When I schedule a meeting with clients, I send them an email with the
questions I’m going to ask them and what I need to learn from the meeting. As
a meeting attendee, I don’t want to be asked a question that someone knew they
were going to ask before the meeting. I want to hit that meeting with
_answers_ so I’m not having to say, “I’ll look into that and tell you at the
next meeting.”

------
vikasuy42
Check out [http://try-tempo.com/](http://try-tempo.com/)

A few friends and I built this to create more "maker time" for ourselves. It
helps you group your calendar events together for the day so that you get
longer stretches of time to be creative.

Would be honored if you gave it a try!

------
kristianc
I read Dan Pink's book "When" recently, and made a conscious effort to
schedule all of my meetings in what Pink calls admin time between 1 and 3 in
the afternoon.

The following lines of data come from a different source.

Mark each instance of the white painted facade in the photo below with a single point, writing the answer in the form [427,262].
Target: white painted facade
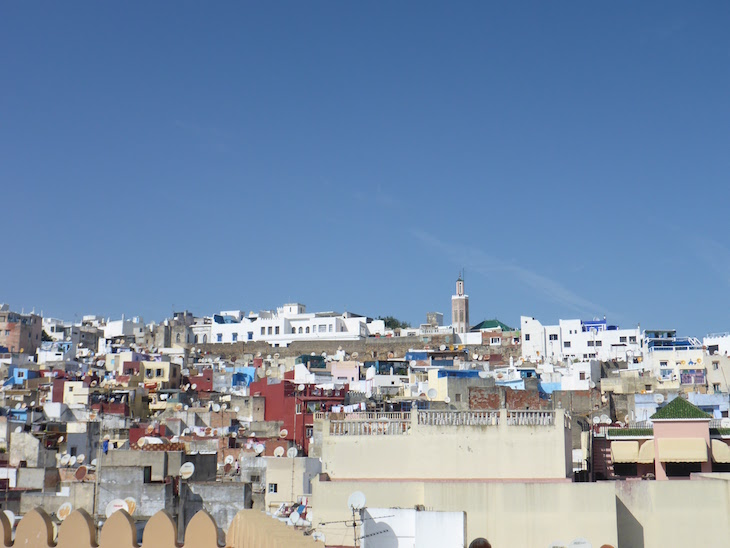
[287,324]
[721,340]
[572,340]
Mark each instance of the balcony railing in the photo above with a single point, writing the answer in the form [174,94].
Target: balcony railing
[531,418]
[365,416]
[458,418]
[369,427]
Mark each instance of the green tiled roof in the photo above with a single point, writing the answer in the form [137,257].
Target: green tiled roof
[679,408]
[488,325]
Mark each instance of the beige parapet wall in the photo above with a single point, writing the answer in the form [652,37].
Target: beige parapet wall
[248,529]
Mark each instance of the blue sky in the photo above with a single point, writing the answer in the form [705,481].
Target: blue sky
[572,157]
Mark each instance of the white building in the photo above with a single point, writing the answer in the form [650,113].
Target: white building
[573,340]
[287,324]
[717,343]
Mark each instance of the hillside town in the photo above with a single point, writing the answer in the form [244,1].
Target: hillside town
[350,430]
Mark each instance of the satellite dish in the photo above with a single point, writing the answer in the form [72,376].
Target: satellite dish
[64,511]
[11,516]
[187,470]
[356,501]
[131,505]
[114,506]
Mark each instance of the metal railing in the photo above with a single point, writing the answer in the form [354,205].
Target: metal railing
[458,418]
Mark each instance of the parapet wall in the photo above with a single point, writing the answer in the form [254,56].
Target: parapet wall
[249,529]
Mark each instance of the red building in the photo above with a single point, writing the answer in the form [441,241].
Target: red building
[284,401]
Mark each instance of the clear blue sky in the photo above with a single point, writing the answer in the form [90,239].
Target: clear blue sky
[573,157]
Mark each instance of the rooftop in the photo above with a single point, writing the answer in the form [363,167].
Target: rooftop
[679,408]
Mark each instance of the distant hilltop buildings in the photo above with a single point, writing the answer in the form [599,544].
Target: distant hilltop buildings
[342,429]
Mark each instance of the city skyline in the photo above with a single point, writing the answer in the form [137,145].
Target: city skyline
[571,158]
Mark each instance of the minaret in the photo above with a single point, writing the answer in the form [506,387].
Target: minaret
[460,308]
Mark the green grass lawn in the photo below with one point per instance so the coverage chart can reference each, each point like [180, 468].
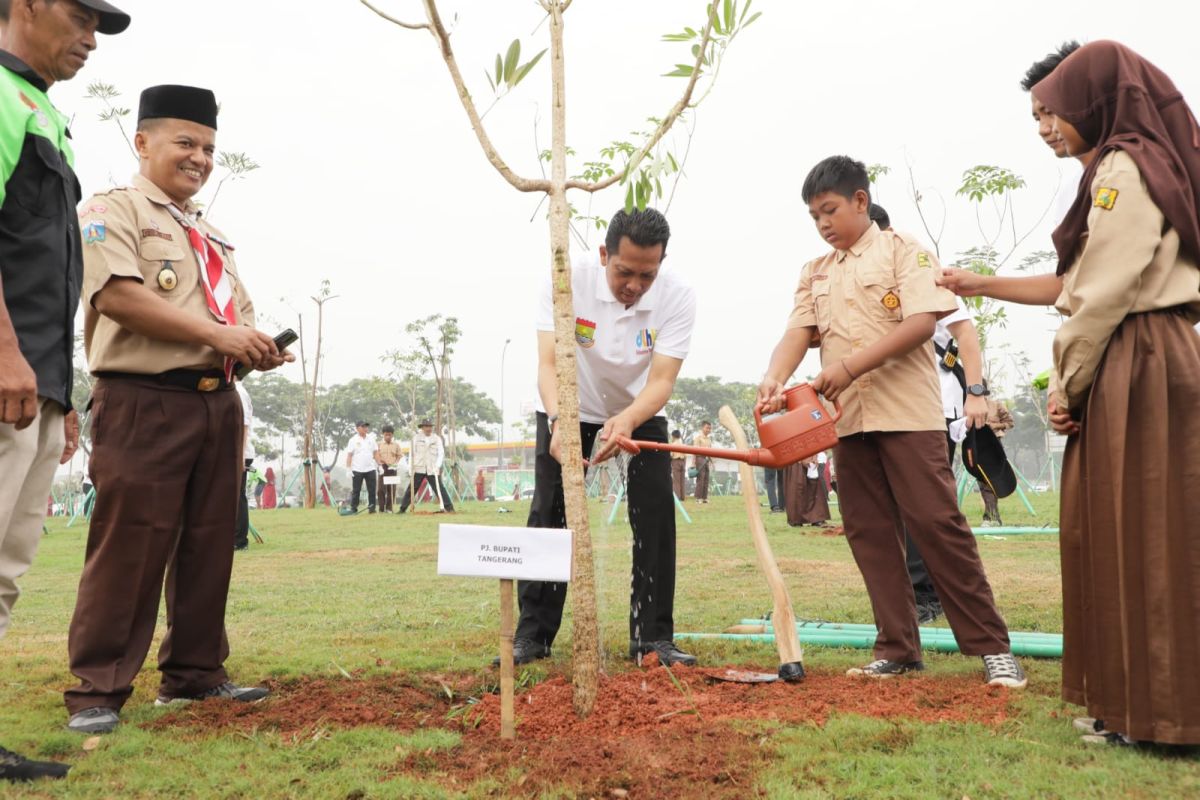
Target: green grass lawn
[328, 596]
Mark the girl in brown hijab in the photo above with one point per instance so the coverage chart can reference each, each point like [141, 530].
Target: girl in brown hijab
[1126, 390]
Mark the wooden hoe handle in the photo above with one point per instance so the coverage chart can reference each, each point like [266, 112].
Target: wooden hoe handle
[783, 618]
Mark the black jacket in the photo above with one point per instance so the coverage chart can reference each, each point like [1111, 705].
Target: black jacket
[41, 263]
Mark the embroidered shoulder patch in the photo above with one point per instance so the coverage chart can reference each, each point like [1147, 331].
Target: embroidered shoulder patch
[94, 232]
[585, 332]
[1105, 198]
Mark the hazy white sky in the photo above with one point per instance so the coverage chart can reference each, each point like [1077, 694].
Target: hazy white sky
[372, 179]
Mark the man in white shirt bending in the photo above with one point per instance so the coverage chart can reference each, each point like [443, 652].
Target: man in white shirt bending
[633, 329]
[363, 458]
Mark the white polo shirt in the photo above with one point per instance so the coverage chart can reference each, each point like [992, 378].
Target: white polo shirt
[363, 450]
[615, 344]
[952, 390]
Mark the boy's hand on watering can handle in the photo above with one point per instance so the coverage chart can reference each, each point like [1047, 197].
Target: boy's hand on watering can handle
[1060, 417]
[771, 395]
[832, 382]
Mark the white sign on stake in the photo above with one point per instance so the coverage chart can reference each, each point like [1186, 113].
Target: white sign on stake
[504, 552]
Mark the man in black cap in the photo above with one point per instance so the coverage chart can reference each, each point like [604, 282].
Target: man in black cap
[166, 319]
[41, 42]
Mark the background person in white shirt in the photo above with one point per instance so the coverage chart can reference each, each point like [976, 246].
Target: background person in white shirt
[363, 458]
[633, 329]
[426, 462]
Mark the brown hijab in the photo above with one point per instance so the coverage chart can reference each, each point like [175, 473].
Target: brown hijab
[1117, 100]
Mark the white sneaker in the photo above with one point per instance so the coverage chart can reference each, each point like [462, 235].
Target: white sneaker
[1003, 671]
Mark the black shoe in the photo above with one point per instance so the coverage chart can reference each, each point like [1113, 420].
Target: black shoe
[885, 668]
[526, 650]
[928, 611]
[666, 650]
[227, 690]
[18, 769]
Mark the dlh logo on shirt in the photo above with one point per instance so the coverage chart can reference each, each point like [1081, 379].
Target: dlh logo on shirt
[645, 340]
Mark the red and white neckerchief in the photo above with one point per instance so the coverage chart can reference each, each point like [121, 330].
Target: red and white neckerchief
[217, 288]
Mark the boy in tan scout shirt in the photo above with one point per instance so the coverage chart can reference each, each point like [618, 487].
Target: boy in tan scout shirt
[871, 305]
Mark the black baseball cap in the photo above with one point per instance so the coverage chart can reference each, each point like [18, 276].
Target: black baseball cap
[112, 19]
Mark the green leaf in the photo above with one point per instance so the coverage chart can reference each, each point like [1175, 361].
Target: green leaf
[510, 60]
[525, 70]
[745, 10]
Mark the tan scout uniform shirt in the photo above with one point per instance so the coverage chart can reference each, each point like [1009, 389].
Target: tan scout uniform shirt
[857, 296]
[1128, 263]
[390, 452]
[139, 235]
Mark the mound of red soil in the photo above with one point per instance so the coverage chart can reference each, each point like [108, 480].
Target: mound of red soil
[649, 735]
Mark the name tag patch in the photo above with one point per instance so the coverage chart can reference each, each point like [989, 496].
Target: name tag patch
[645, 340]
[1105, 198]
[585, 332]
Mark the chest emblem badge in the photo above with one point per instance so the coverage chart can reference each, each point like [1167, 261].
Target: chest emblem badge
[585, 332]
[645, 340]
[167, 277]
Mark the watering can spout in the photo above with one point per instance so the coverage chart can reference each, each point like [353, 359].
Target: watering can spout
[803, 431]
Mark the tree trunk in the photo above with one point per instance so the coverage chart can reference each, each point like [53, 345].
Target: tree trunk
[586, 632]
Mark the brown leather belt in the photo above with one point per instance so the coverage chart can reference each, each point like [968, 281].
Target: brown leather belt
[199, 380]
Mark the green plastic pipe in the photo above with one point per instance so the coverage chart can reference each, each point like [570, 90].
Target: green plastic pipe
[865, 641]
[1012, 530]
[925, 632]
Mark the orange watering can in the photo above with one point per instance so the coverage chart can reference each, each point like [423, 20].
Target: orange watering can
[803, 429]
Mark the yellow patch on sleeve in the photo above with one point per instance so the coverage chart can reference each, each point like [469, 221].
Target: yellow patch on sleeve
[1105, 198]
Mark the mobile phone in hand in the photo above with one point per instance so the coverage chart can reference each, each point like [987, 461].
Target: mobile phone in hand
[282, 341]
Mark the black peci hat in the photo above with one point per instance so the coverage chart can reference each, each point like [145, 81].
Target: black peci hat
[984, 457]
[179, 103]
[112, 19]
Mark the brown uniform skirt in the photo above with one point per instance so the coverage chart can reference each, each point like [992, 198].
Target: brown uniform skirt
[1131, 536]
[805, 499]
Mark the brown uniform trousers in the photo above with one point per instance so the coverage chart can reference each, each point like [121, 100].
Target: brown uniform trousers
[166, 463]
[887, 477]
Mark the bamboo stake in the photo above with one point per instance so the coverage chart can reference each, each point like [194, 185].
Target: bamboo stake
[508, 727]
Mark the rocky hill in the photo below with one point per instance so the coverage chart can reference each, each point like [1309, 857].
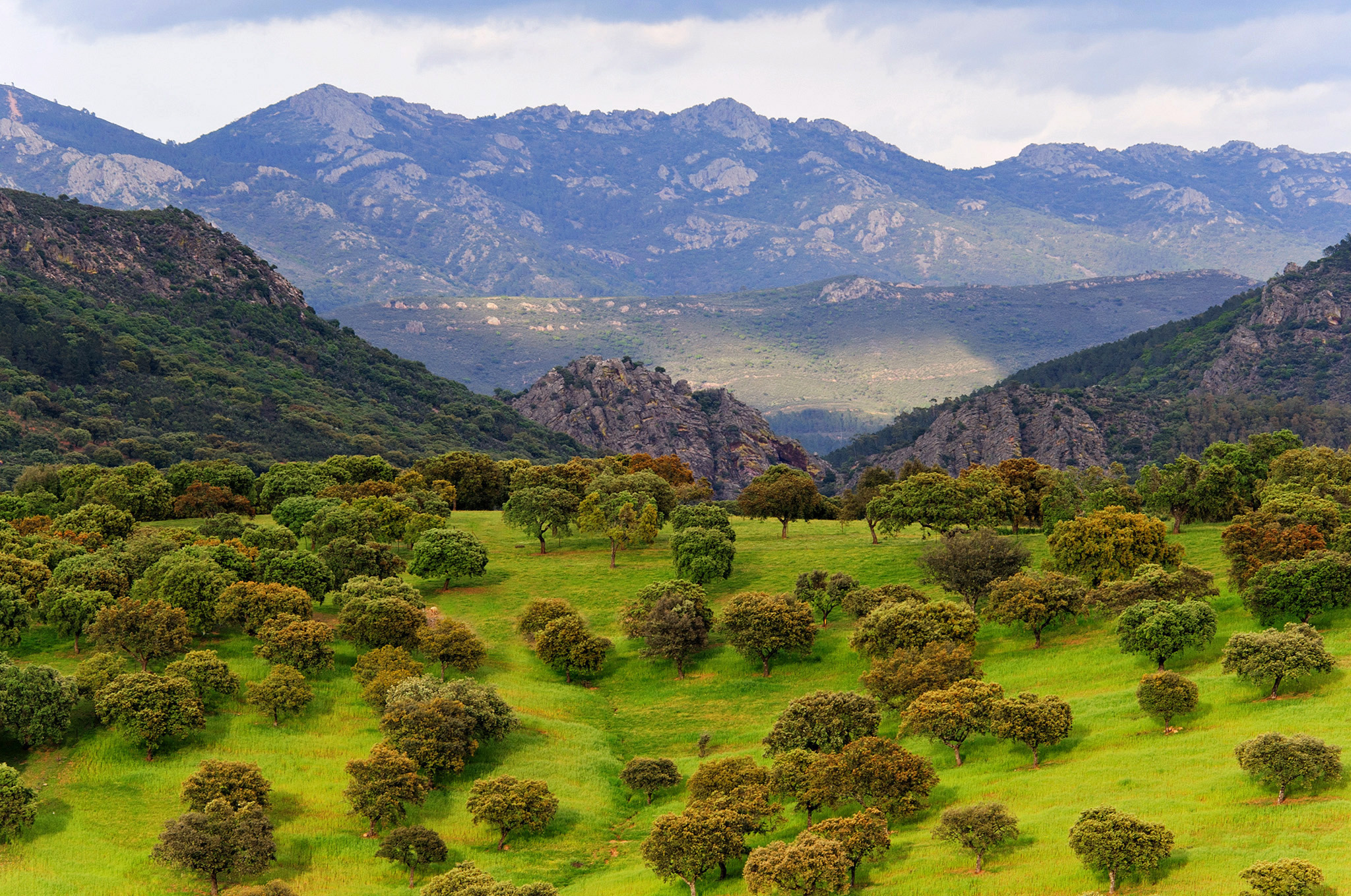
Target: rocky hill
[1269, 358]
[617, 407]
[156, 336]
[360, 197]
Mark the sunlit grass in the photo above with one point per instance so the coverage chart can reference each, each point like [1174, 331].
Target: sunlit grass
[103, 804]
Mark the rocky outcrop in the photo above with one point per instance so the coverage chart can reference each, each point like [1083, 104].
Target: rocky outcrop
[1003, 424]
[625, 408]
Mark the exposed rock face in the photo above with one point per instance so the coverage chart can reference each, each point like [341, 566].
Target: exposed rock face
[1003, 424]
[625, 408]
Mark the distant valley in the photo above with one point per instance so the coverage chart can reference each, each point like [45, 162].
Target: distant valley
[361, 197]
[823, 361]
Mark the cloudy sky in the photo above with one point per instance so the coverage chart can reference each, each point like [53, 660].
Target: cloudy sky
[962, 84]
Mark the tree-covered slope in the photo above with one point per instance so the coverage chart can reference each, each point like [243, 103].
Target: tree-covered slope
[158, 336]
[1267, 359]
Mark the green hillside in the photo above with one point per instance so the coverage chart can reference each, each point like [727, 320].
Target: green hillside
[858, 350]
[102, 804]
[152, 335]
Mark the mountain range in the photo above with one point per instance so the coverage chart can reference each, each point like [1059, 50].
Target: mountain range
[1269, 358]
[361, 197]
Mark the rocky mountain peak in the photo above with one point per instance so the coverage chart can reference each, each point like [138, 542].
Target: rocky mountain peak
[621, 407]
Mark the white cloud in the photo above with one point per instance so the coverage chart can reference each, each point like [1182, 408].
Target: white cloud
[955, 85]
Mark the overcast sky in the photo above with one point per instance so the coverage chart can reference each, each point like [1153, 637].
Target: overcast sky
[962, 84]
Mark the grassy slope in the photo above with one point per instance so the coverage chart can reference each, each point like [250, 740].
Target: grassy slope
[102, 804]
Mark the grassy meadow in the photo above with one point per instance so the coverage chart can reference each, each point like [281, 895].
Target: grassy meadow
[102, 804]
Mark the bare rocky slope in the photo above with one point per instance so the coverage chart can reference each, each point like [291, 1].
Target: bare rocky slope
[1274, 357]
[619, 407]
[360, 197]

It's a win-win - I can go to the meetings having just been to
the gym, and my morning is freed up for making.

------
blablabla123
I've tried this at 2 companies, one was even my own startup. It seems like a
natural separation but in my experience it alienates the makers from the
business. Probably that's not an issue if you just work for the tech that is
in use. YMMV but if not, it's not the best idea.

------
droosevelt
This is definitely a great model to strive for.

Whenever coworkers try to schedule unnecessary meetings w/ me I send this -
[https://shoulditbeameeting.com/#/](https://shoulditbeameeting.com/#/)

------
kyleblarson
A context switch costs many IQ points and it takes at least an hour to get
them back.

------
nkozyra
This is my number one reason for working at nights outside of normal working
hours.

------
Cofike
This was a major problem at my last company. There were days where meetings
weren't an issue but the support channel we had to monitor was. Ugh

------
Fzzr
I regularly send this to people where ever I work. Never stops being relevant.